'Foresight'
acrylic on cotton
68" x 46"
2000
 

Jeanne C. Wilkinson is an artist who has had numerous exhibitions nationwide, and an art critic who writes for various New York and international publications. All artworks on the site are by the author.

She grew up next to the crystalline waters of Lake Superior in Duluth, Minnesota, and some time ago came to understand that the natural beauty that humans take for granted is no longer a given, that wilderness is shrinking, that animals and humans are engaged in a war for space that is being lost on all fronts.

In the early 1970’s she went “back to the land,” moving from Minneapolis, where she had worked with the early organic food cooperatives, to a commune in rural West-Central Wisconsin. There, a dozen young people set out to save the world--some by farming and gardening, some by recreating stone-age customs and traditions living in tee-pees and sod huts. These two very different and often opposing counter-culture points of view made for some interesting, volatile communal meetings--prototypes for the gatherings of animals, both Wild and Domesticate, in the story of WEarth.

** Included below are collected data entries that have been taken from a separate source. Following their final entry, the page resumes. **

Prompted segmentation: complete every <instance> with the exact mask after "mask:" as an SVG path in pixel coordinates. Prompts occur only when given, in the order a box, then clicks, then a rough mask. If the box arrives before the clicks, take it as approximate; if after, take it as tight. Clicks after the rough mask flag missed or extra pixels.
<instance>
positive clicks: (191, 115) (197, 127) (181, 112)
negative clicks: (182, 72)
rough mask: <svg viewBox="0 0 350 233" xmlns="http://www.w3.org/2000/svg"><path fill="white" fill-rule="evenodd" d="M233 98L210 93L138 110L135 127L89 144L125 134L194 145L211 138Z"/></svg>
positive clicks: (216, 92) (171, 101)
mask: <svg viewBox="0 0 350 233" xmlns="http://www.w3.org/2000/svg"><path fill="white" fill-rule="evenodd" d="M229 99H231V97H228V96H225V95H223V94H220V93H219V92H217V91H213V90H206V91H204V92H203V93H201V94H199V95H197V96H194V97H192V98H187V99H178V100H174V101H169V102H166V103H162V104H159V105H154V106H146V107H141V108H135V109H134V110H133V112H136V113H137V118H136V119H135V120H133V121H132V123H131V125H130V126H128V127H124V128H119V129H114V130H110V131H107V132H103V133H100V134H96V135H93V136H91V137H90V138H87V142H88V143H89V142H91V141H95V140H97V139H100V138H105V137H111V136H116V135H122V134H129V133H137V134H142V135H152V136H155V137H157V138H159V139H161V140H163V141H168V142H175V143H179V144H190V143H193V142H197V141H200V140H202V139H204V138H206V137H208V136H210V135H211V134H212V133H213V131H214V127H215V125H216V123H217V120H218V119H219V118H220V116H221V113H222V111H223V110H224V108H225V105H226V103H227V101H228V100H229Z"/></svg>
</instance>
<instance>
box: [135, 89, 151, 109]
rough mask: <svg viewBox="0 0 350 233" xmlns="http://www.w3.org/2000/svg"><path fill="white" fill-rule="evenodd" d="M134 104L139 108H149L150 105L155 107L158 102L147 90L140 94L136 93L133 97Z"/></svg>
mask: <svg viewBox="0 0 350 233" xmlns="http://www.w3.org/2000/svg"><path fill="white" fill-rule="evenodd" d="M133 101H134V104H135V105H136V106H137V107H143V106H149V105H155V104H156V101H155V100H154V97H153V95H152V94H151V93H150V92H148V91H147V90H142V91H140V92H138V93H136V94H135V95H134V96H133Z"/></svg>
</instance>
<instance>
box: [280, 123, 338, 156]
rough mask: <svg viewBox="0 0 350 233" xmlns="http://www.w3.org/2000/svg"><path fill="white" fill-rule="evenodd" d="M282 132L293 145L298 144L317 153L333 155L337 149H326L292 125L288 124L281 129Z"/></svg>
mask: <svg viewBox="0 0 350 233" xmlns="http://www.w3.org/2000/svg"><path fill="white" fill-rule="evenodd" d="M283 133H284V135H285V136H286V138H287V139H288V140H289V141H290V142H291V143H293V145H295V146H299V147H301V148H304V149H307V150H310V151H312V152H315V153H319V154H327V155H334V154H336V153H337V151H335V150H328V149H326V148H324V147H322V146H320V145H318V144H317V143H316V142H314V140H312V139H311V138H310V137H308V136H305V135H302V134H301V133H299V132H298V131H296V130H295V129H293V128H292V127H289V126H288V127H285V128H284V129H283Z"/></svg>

The commune experience evolved into ten years of struggle as a dairy farmer, but eventually the trials of farming overcame its many rewards. The author felt a need to explore a deep affinity with art and writing that had been put aside during her rural quest, and so she returned to college to get an art degree at the University of Wisconsin-Stout in Menomonie, WI. A deepening involvement with art led to a move to New York City in 1987, the year of the Wall Street Crash, for a Master’s Degree in painting at Pratt Institute. Now living on a leafy street in Brooklyn, the author watches crows and pigeons outside her window while conjuring up the green world of WEarth. She has two adult sons living in Madison, Wisconsin.

The author says, “Some time ago, I read a quote that said the greatest task of writing is to speak for those who cannot speak for themselves. WEarth has been growing in my mind ever since.”